Dove invece le scuole riaprono, le regioni hanno varato diversi piani di potenziamento del trasporto pubblico e hanno disposto lo scaglionamento degli orari di ingresso: nel Lazio, ad esempio, ci saranno 3.100 corse in più, messe a disposizione dalle aziende del trasporto locale e, così come è stato fatto in Toscana, ci saranno dei “tutor” per vigilare sugli assembramenti. Parallelamente, il progetto “Scuola sicura” permette agli studenti tra i 14 e 18 anni di fare un tampone rapido gratuitamente e senza prescrizioni mediche. Misure simili sono state adottate in Piemonte.

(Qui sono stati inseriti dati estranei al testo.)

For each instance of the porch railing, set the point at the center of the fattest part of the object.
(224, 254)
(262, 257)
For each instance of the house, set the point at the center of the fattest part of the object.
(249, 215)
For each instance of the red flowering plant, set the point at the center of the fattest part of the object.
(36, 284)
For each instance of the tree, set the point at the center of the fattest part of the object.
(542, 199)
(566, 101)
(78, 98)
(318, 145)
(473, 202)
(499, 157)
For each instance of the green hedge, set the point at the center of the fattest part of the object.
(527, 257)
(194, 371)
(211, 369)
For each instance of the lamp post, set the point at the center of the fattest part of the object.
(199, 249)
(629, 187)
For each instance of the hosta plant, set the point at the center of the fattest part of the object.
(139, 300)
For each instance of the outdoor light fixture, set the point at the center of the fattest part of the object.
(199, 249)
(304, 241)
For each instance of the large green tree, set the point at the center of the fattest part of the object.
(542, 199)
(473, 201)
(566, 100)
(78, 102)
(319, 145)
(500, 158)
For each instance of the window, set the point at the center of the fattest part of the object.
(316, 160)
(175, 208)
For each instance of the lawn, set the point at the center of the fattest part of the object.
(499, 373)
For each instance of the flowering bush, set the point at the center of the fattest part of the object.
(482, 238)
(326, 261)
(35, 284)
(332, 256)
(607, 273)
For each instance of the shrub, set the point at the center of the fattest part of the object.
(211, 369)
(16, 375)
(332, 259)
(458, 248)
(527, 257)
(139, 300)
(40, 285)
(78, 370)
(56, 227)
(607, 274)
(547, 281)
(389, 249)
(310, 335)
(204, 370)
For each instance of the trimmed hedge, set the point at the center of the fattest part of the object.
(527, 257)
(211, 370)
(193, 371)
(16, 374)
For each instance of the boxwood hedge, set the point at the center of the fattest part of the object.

Nonostante questi accorgimenti, l’apertura delle scuole resta soggetta a notevoli incertezze: non è chiaro se ripartirà un programma di monitoraggio a livello nazionale per tenere sotto controllo i contagi — e, come sappiamo, questo è stato uno dei principali punti deboli della riapertura delle scuole in autunno — mentre il “cambio di zona” delle regioni tiene sempre gli istituti sotto la spada di Damocle di una nuova chiusura. E poi ci sono le quarantene, a ricordare che anche il ritorno sui banchi nasconde numeri imponenti di studenti che tornano confinati alla didattica a distanza: in Veneto, ad esempio, circa 200 classi delle scuole elementari e medie, per un totale di 4000 studenti, si trovano sottoposte a provvedimenti di quarantena, soltanto dieci giorni dalla ripresa dopo le vacanze di Natale.